Les droits des tiers
Contrairement à la déspécialisation plénière, l'adjonction d'activités connexes ou complémentaires ne comporte aucune réserve des droits des tiers. Ces derniers devront donc subir l'extension d'activité de leurs colocataires ou voisins sans pouvoir opposer les clauses de leur bail ou du règlement de copropriété. Dès lors, les clauses de non-concurrence souscrites en faveur d'autres locataires ne sauraient faire échec à une demande de déspécialisation restreinte, la clause d'exclusivité de leurs baux ne pouvant constituer, en leur faveur, une stipulation pour autrui.
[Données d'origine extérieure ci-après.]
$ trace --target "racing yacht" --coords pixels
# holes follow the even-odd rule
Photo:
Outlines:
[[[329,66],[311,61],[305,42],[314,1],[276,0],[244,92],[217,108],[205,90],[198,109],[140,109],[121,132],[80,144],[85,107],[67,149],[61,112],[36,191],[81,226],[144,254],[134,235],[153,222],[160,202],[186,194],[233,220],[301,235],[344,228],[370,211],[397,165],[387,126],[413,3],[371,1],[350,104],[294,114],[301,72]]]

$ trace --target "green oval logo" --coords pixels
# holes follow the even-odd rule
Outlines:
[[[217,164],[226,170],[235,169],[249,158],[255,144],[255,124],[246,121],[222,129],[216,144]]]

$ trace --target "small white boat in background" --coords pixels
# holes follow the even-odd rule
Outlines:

La portée de cet arrêt doit toutefois être nuancée. Le preneur reste tenu par les engagements de non concurrence qu'il aurait pris en dehors de l'acte locatif : si la clause de non-concurrence qu'il s'est engagé à respecter figure dans un acte totalement extérieur au bail, il ne peut pas invoquer les dispositions de l'article L. 145-15. Cet article protège en effet uniquement les conventions passées entre un bailleur et un preneur, et ne peut en aucun cas avoir pour effet d'annuler des conventions passées entre deux commerçants n'ayant entre eux aucun lien locatif, et ce même s'ils ont un propriétaire commun. Le bénéficiaire de la clause d'exclusivité ne semble pas pouvoir rechercher la responsabilité du bailleur qui n'a pas fait respecter son exclusivité, mais ce dernier pourrait cependant être condamné à restituer au locataire la somme reçue en contrepartie de l'exclusivité, dès lors que le versement de cette somme est dépourvu de cause puisque le bailleur se trouve dans l'impossibilité de faire respecter cette exclusivité.